Brown Shoe Company closed a $350 million secured revolving credit facility in late December, replacing more expensive bond debt and getting increased liquidity. Andy Rosen, cfo, explained that the company retired a bond deal with a coupon of 91/2 %. The new debt has a floating rate and starts at LIBOR plus 2% to 21/2 % based on a grid. The St. Louis-based company sells footwear worldwide. It markets brands like Naturalizer, LifeStride and Buster Brown.

Rosen explained the pricing grid is based on borrowing base availability. Availability is determined by eligible accounts receivable plus eligible inventory less borrowed amounts outstanding, Rosen explained. He said he's satisfied with the pricing on the new bank deal. "It's fairly priced based on the current market," he said. The company had previously had a $165 million credit facility that was due to expire at the end of 2003. Rosen described pricing on that deal as similar. He explained the reason for the larger credit was to pay off bonds.
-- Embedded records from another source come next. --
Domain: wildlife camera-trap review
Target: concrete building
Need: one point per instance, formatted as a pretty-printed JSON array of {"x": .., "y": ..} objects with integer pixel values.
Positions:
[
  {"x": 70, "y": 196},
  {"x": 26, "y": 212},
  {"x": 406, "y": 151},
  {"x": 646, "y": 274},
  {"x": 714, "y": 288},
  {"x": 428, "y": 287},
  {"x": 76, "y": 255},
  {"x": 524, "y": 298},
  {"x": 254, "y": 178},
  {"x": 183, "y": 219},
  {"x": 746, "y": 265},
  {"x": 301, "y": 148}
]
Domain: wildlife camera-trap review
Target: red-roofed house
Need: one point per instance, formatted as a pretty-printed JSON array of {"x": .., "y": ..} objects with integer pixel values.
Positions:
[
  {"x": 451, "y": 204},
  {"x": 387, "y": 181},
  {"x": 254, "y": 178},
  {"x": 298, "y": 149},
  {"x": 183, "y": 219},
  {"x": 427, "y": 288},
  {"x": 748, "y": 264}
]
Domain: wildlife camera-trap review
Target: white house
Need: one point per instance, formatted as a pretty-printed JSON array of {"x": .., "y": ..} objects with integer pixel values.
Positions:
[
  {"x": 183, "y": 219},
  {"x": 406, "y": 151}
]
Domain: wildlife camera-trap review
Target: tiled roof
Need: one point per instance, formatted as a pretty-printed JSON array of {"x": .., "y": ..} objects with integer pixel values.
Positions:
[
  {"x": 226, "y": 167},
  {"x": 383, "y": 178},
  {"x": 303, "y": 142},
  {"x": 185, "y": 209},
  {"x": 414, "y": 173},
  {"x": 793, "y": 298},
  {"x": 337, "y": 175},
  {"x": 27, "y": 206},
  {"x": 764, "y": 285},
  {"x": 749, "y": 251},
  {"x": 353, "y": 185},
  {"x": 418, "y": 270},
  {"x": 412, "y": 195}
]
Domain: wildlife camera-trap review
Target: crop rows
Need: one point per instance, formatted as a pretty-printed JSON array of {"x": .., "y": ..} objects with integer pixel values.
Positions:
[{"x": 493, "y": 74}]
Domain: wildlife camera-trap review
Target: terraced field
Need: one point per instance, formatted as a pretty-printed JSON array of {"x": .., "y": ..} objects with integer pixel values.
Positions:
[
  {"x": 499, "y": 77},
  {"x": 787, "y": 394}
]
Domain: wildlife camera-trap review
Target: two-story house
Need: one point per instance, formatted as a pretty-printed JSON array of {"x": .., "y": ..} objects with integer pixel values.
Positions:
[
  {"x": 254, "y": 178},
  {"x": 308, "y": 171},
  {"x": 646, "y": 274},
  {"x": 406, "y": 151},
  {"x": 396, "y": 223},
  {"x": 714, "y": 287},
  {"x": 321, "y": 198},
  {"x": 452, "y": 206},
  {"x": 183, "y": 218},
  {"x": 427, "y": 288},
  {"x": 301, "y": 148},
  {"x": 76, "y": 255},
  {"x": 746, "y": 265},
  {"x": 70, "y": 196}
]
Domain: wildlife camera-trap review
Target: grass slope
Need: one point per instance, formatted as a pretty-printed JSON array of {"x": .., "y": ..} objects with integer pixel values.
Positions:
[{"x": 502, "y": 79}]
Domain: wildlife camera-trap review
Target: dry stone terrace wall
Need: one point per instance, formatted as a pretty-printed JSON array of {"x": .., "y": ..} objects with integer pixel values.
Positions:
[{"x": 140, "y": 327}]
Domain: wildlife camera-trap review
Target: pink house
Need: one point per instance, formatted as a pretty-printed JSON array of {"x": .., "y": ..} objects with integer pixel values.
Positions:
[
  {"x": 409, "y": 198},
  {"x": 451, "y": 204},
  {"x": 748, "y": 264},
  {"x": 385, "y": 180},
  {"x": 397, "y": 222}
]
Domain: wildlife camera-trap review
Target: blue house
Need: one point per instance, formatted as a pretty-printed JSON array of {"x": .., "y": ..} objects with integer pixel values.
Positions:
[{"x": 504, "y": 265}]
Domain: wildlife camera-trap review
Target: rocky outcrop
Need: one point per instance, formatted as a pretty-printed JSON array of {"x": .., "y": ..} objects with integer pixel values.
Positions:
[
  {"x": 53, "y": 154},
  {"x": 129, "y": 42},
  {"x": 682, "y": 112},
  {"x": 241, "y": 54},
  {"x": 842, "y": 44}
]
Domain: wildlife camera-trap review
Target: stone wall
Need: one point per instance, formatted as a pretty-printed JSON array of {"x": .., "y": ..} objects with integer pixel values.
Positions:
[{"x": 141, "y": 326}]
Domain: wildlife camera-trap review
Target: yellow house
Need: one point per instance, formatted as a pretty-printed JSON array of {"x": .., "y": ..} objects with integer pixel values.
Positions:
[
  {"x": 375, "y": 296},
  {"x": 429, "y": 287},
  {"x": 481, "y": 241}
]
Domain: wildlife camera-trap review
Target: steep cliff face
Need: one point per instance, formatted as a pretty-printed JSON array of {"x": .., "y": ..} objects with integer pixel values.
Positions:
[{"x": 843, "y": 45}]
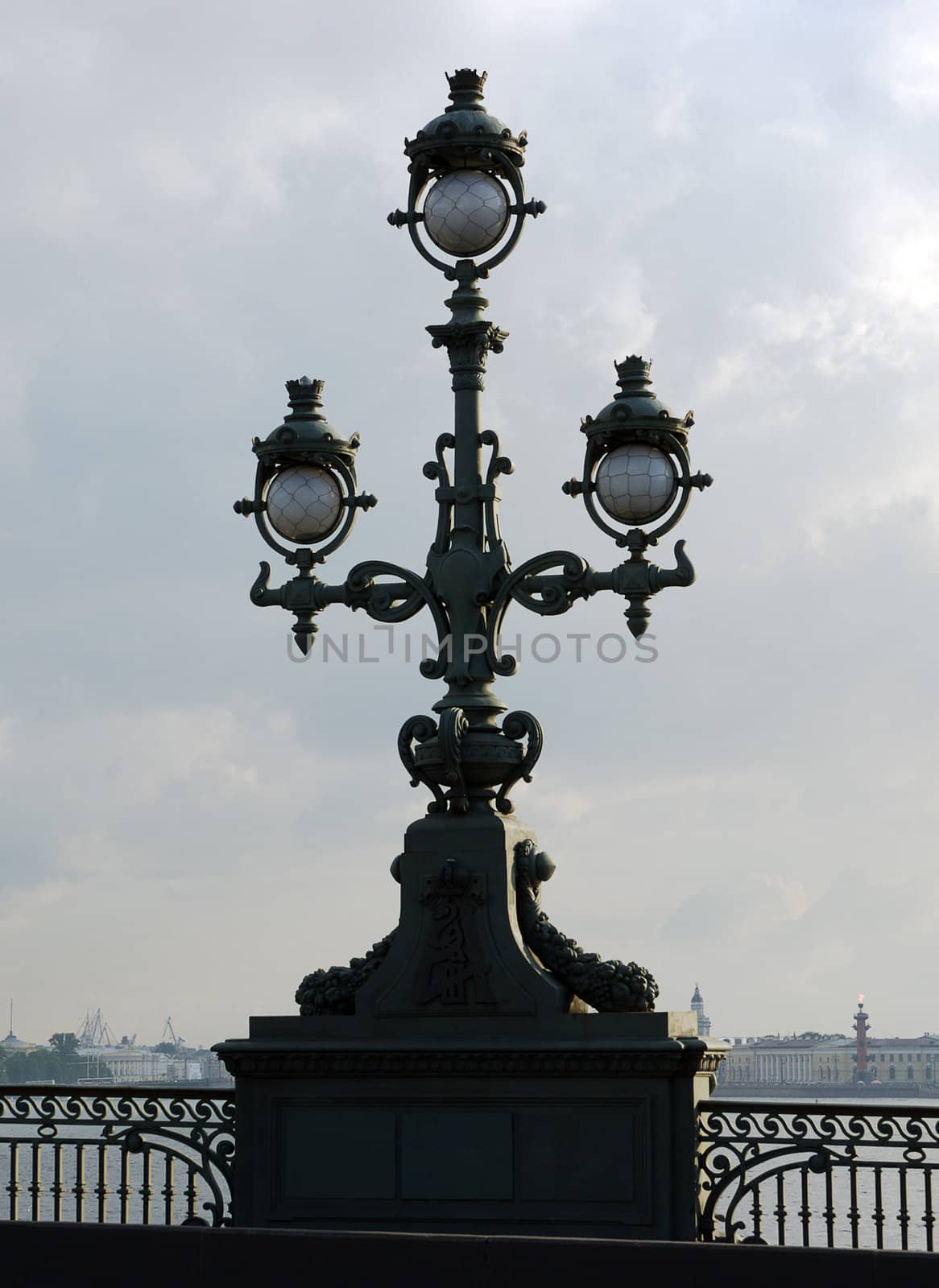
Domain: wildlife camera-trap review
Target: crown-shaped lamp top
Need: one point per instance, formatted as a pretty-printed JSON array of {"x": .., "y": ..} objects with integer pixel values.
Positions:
[
  {"x": 466, "y": 89},
  {"x": 305, "y": 429},
  {"x": 305, "y": 398},
  {"x": 633, "y": 378}
]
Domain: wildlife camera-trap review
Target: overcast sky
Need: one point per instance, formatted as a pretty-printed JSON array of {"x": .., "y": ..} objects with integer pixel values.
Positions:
[{"x": 193, "y": 210}]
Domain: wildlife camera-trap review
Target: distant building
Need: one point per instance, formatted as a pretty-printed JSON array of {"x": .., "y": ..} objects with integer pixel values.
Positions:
[
  {"x": 831, "y": 1058},
  {"x": 124, "y": 1064},
  {"x": 12, "y": 1043},
  {"x": 698, "y": 1008}
]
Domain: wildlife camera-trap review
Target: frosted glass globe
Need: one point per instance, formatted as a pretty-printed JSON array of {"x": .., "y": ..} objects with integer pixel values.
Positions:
[
  {"x": 303, "y": 504},
  {"x": 635, "y": 483},
  {"x": 465, "y": 212}
]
The bond deal was $100 million and due in 2006. Financing also goes toward working capital. "We're taking charges to improve our profitability. We're restructuring our bank deal to give us some latitude," he said.

Bank of America leads the facility. The company went out to bid but chose B of A because of a prior relationship with them. "We have a longstanding relationship with them that's been valued and supportive," said Rosen. FleetBoston Financial is the syndication agent.